While the terms “toxic culture” and “toxic leadership” are used frequently when referring to some organizational cultures, they are often not well defined. Williams provides this explanation of “toxicity” in cultures: “toxicity refers to a pattern of combined, counterproductive behaviors encompassing not only harmful leadership but also abusive supervision, bullying, and workplace incivility, involving leaders, peers, and direct reports as offenders, incorporating six specific behaviors (see table): shaming, passive hostility, team sabotage, indifference, negativity, and exploitation. These elements indicate a clear but often covert pattern of abuse, disrespect, and control of others, either aggressively or passively, in the name of high performance on the surface, but with the goal of self-advancement, resulting in the sabotage of interpersonal and organizational trust.”
Despite the fact that “toxicity sabotages cohesion, trust, and performance” in military organizations, Williams points out that toxic personnel “are frequently highly competent, dedicated to task accomplishment, possess skills or expertise needed by the organization, and at least appear to be productive in the short term.” Leaders can become “toxic protectors” when they “tolerate toxic behaviors” because in the short-term these behaviours make the leader’s organization look good and may contribute to the leader’s advancement. When advancement is based on “merit-based evaluation systems” emphasizing short-term “performance-based achievement,” toxic behaviours can be enabled and perpetuated because these systems rarely take into account the long-term negative effects of these behaviours on the organization.

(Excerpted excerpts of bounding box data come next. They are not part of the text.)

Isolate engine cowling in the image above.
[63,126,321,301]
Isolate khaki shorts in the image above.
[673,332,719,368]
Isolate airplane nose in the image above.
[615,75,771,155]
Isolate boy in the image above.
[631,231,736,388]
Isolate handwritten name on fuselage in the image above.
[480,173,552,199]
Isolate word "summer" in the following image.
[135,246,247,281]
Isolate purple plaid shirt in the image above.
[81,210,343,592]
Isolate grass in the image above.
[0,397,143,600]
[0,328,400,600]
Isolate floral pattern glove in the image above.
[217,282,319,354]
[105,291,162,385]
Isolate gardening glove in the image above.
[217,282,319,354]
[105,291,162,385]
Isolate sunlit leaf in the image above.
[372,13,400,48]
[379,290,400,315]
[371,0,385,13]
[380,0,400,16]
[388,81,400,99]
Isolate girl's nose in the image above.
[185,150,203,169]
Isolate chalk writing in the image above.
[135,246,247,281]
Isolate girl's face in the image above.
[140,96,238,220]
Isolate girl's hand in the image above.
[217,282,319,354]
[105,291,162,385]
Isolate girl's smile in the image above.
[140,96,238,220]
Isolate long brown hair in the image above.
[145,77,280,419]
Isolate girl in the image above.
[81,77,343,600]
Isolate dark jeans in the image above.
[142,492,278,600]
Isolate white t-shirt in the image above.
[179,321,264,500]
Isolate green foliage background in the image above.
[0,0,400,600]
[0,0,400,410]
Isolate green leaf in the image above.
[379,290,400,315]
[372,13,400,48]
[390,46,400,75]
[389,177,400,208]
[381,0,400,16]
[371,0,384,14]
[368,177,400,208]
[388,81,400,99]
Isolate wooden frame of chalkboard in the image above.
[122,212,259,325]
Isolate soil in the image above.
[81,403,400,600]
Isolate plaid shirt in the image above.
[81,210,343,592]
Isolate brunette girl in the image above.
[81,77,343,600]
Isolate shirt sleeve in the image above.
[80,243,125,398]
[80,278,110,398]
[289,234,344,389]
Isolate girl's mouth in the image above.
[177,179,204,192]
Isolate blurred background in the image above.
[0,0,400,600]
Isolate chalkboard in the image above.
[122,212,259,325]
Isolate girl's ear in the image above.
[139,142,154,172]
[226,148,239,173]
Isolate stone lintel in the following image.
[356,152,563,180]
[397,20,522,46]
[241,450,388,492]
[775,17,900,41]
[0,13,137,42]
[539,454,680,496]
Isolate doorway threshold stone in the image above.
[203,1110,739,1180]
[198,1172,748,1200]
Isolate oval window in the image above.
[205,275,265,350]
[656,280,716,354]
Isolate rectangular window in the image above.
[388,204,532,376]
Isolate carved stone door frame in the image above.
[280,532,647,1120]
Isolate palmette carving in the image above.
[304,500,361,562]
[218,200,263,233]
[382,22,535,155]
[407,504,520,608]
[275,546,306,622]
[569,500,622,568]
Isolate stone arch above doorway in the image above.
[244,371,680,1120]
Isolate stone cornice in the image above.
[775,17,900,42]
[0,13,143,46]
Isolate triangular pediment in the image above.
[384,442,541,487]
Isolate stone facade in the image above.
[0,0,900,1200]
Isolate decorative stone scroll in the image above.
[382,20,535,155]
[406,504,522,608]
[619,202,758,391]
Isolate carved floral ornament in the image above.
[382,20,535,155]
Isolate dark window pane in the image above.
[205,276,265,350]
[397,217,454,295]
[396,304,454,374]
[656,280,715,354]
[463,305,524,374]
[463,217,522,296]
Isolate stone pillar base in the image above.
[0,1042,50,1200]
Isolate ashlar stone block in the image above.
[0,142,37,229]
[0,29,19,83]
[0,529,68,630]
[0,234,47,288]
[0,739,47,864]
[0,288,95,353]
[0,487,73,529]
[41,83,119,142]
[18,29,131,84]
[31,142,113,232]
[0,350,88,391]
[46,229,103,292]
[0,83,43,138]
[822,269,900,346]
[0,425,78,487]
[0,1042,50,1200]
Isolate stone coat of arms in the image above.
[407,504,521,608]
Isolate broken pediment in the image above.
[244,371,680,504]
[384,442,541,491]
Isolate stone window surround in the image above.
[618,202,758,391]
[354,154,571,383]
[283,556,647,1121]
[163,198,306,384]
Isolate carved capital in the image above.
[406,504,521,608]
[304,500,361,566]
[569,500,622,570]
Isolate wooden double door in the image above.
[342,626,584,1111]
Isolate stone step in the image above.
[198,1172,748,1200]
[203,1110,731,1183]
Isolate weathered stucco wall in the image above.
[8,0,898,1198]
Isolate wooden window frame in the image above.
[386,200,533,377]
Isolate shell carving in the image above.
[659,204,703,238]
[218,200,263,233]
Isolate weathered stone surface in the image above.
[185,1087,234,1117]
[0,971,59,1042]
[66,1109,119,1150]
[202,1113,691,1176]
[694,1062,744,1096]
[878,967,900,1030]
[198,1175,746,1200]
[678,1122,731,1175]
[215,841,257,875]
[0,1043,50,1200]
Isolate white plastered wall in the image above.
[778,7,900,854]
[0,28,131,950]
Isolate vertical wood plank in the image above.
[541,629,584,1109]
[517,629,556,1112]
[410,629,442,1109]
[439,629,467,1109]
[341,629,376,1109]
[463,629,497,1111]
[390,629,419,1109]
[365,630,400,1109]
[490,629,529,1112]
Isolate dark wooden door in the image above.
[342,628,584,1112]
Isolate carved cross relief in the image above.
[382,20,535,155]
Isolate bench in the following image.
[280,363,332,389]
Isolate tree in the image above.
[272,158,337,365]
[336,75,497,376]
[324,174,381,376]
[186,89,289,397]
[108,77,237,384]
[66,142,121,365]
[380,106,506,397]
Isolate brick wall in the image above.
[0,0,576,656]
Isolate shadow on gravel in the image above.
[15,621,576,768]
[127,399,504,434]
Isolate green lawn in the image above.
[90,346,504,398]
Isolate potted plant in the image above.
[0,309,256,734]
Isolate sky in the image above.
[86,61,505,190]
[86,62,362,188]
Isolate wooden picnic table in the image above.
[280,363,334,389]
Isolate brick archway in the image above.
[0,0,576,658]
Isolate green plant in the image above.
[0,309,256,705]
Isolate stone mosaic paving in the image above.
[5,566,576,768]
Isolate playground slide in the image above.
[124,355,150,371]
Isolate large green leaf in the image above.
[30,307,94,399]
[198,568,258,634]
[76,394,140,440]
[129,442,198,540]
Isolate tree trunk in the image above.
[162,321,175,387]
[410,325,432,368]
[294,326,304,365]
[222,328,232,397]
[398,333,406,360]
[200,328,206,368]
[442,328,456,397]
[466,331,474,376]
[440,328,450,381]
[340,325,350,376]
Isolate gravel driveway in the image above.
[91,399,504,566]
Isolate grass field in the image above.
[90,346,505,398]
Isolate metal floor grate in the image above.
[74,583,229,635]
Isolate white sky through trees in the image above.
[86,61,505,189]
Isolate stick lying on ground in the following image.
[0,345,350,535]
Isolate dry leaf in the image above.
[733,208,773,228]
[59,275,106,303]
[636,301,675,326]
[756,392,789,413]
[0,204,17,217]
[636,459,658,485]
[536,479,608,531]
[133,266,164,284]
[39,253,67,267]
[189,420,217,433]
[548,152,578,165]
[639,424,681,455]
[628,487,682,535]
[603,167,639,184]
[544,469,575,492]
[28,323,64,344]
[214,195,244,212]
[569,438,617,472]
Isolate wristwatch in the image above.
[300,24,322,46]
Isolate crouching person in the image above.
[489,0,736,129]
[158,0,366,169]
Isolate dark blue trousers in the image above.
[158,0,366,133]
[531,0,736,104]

This review of Tarnished: Toxic Leadership in the U.S. Military by George E. Reed (http://www.journal.forces.gc.ca/vol16/no3/page80-eng.asp), the latest in a long line of well-researched studies on the US Army’s leadership challenges published over the past four decades, highlights some of the systemic factors that enable toxic leadership styles in organizations. It notes that if merit-based evaluation systems focus on short term mission accomplishment, the “what” of mission execution and “give little weight to organizational health during a leader’s tenure, the “how” of mission execution,” this often results in the rise of  toxic leaders “in an organization while leaving in their wakes a series of demoralized units with unnecessarily high attrition rates.”
The review argues, as Justice Deschamps found, that the CAF suffers from toxic leadership in many quarters because of a toxic culture perpetuated by micromanagement and a rapid turnover in leaders, whose advancement depends “on achieving set goals in a relatively short period of time” with “little focus…on the health of a unit” during a leader’s tenure. Unless the CAF carries out the “comprehensive culture change” called for by Justice Deschamps in her report it will continue, through its toxic culture, to have adverse effects on the mental and physical health of its members and veterans, especially women subjected to “serious incidents of sexual harassment and assault” enabled by parts of this culture.